Автобус выплюнул Лесю на остановке. Отдать документы и вернуться. Быстро отдать и вернуться домой. Домой. В вакуум. 

Леся прошла вперед квартал. Заблудилась. Вернулась. Пошла по новой – опять не туда. Опять. Ну как же так можно!..

Пальцы коченели – хоть плюс, а ветер нещадный, колющий, подхахатывающий где-то в вышине – телефон не слушался, датчик местоположения вертелся и вертелся, точно пытался разбить свои двумерные оковы и живой птицей выбиться в мир. Но куда ему. Тут холодно. Холодно. Хо-лод-но. Леся шмыгнула носом. Долгая зима.

— И че стоим? — пихнул Лесю голос в спину.

Леся вскинула голову: светофор зеленый уже, уже куда-то торопится. Рядом дама. С собачкой. Хмыкнула надменно, вскинула брови, под которыми жила нездоровая, гематомная синева, но, на счастье, напускная – тени, тени, все ради красоты. Красота – ради всего.

— Поутыкаются в телефоны свои, бестолочи! Ну, че стоишь, глазами хлопаешь. Иди, малахольная, иди, кому говорю!

Леся чуть не заплакала, но послушно поплелась следом. По переходу, по переходу, пока зеленый человечек не издох от усталости.

Да какая же это дама! Бабина. Беспардонная. Жестокая. Грубая. Баба! А собачка! Разве это собачка! Пудель замызганный и, кажется, уже седой. Но морда, между прочим, тоже наглая. Видно сразу, что они – компаньоны по оскорблению всех и вся… И одежка какая глупая, с облачками, небом синим… Даже тапочки на собаке, боже мой!

Леся поморгала. Осмотрелась. Неужели два квартала уже бредет за ними?

— Эй, — тетка вдруг обернулась, шапку лихо, будто фуражку, сбила назад. — Ты чаю хочешь?

— Ч-чего? — Леся не поверила даже, что к ней. Руку к груди прижала, подбородок зачем-то выставила.
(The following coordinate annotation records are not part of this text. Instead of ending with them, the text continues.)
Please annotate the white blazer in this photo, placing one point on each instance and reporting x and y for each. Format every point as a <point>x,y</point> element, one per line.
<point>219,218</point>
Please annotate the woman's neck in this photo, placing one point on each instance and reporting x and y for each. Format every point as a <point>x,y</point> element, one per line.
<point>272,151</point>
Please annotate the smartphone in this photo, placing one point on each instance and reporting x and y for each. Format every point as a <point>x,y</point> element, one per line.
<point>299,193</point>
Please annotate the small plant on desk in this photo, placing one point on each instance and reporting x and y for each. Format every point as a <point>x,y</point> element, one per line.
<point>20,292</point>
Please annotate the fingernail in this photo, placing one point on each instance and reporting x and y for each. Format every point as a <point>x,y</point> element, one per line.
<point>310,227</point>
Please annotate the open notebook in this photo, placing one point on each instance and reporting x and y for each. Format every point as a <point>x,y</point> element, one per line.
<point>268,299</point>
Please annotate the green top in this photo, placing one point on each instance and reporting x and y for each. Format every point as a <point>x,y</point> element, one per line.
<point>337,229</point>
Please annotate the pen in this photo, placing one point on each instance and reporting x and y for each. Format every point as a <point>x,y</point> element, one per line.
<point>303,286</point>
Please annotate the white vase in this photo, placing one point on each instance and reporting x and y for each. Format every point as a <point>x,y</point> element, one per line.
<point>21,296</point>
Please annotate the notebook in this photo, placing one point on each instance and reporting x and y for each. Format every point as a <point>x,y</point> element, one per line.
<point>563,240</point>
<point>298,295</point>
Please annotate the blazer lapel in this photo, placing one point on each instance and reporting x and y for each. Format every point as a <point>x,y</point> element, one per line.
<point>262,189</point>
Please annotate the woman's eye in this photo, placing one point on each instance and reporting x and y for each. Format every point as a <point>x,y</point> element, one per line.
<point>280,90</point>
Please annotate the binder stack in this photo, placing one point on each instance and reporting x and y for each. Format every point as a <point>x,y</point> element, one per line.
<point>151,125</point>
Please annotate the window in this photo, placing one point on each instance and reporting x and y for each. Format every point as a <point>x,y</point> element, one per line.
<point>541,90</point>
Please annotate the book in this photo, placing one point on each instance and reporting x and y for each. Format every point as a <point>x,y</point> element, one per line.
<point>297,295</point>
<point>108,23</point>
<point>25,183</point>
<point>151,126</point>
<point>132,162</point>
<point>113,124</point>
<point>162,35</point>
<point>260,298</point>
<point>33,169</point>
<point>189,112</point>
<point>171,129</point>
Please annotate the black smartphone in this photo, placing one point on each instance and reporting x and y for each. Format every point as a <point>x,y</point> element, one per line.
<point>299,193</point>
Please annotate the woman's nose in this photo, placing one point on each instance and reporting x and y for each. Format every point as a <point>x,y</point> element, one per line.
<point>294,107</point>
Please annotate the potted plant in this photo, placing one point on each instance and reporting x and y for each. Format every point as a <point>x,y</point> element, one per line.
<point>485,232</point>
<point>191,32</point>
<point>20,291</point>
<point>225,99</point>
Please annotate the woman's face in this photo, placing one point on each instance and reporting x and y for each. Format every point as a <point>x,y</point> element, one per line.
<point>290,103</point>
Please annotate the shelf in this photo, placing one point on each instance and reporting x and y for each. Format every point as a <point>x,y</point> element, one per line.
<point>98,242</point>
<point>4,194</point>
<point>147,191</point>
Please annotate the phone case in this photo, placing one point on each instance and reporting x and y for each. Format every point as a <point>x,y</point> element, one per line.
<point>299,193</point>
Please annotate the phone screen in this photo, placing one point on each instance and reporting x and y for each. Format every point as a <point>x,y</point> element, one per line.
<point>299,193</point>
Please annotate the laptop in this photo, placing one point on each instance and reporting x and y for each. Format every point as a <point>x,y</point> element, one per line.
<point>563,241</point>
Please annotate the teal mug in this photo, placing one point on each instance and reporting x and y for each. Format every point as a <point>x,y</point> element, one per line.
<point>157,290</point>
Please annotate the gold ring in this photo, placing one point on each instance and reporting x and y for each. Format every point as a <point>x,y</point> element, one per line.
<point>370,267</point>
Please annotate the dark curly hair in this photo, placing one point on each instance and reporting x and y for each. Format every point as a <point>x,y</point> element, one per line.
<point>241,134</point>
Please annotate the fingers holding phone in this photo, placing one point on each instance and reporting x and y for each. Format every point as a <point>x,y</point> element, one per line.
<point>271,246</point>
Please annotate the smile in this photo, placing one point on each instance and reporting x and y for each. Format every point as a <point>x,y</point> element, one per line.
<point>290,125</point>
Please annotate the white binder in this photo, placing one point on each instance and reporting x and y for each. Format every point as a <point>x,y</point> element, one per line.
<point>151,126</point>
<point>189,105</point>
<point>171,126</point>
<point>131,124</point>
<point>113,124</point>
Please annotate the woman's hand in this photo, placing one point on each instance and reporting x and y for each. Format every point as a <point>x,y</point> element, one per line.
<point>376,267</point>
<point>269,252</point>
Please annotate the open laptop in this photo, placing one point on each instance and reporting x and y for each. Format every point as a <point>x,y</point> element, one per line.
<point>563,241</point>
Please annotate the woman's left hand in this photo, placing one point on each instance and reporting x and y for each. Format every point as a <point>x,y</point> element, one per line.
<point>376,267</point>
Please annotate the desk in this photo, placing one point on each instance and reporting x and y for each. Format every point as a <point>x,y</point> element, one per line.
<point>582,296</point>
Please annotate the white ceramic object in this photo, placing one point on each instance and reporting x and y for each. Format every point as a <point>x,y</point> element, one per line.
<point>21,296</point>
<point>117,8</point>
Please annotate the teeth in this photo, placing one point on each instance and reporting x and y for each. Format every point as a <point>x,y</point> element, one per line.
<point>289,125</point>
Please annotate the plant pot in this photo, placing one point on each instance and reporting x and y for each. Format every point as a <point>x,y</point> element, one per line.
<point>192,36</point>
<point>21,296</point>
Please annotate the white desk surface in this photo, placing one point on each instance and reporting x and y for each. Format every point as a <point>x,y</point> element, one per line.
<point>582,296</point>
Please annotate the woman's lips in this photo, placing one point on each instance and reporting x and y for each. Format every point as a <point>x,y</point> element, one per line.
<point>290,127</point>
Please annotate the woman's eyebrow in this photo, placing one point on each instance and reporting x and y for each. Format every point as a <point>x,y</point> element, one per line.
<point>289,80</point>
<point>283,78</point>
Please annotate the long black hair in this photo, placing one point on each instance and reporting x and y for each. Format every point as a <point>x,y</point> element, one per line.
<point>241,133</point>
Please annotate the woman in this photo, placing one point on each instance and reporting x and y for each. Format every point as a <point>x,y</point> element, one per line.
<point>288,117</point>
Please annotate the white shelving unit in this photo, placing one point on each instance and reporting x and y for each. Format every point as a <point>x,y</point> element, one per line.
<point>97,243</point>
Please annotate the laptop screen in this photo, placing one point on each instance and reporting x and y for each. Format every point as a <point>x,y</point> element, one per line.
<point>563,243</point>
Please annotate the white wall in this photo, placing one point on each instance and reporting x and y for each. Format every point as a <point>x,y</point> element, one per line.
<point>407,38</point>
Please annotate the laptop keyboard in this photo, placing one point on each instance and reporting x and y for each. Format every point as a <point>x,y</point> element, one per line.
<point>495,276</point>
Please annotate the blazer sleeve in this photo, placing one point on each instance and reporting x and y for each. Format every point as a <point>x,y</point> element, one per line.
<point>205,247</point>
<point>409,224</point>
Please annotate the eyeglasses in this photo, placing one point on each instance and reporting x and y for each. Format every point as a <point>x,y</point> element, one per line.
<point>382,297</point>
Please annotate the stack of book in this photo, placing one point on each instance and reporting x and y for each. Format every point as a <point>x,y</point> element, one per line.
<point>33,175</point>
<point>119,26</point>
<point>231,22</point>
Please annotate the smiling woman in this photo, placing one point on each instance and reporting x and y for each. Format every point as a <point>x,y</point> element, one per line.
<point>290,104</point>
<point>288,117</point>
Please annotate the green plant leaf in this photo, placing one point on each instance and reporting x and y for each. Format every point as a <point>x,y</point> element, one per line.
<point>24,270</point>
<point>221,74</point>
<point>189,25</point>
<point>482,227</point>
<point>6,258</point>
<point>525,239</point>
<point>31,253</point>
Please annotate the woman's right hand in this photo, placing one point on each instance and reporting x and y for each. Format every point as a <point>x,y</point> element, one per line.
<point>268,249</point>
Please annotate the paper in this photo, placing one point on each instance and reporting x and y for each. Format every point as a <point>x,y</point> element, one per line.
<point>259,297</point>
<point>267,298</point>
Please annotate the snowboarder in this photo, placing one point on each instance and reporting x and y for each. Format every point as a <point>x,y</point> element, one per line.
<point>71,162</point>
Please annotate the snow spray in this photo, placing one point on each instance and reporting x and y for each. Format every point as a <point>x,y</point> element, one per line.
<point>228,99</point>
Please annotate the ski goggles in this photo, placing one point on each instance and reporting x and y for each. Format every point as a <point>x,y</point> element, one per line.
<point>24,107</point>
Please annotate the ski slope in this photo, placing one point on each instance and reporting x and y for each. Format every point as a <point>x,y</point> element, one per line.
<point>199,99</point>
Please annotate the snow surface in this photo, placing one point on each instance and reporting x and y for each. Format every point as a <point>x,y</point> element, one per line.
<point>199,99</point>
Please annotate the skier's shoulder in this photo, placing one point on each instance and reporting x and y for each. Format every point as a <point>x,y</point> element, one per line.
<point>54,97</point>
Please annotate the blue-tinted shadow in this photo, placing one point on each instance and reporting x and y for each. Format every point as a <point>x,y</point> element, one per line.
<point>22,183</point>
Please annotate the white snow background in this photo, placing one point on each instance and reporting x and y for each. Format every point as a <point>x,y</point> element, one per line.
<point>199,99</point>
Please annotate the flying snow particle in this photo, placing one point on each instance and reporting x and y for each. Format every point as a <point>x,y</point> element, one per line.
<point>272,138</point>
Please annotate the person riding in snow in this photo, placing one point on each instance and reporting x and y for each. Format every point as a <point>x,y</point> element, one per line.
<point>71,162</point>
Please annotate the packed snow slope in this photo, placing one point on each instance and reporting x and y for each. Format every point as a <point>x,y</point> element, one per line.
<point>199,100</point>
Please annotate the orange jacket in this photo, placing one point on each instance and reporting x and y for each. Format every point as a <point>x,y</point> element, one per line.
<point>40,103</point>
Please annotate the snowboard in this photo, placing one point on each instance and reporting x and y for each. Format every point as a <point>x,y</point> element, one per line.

— Тащишься за нами полчаса уж. Трясешься все, спотыкаешься. — тетка поближе подошла, осмотрела Лесю так, словно прикидывала, сколько килограмм  такого чуда ей отвесить. — А худющая, страсть. Мой Борхес и то кости пожирней жует… Вот подъезд наш. Спрашиваю, чая будешь?

Леся улыбнулась. Робко, виновато, будто съела всю-всю малину и совсем ничего, ничегошеньки не оставила маме на варенье. Господи, как же давно все это было!.. Мама, лето, сладость, свет. Тогда не больно было нисколечки. Было хорошо. Не страшно.

— Заходи, малахольная, че встала-то.

Пудель только укоризненно качнул своей кудрявой гулькой и потрусил вверх по лестнице. Леся, тупо глядя себе под ноги, побрела следом.

Уже в жаркой квартире, стянув горящими, как будто обожженными пальцами влажный от дыхания шарфик, Леся сглотнула и подумала: «А не зря ли?».

— Мария, — кинула тетка уже из ванной, где они с Борхесом снимали зимнюю амуницию.

— Олеся. — Зачем-то кивнула Леся пустой и строгой прихожей.

Думала, что все вокруг кричащим будет, ярким. Агрессивным даже немножечко. А нет: обои – цвета заварного крема, шкаф – сливочный, вешалка для одежды – лаковая карамель. Кондитерская.

— Я тебя еще водить должна из комнаты в комнату, я не понимаю? — тетка деловито шлепнула Борхеса по пуделячей заднице, и тот, вильнув хвостом, убежал в темный провал комнаты.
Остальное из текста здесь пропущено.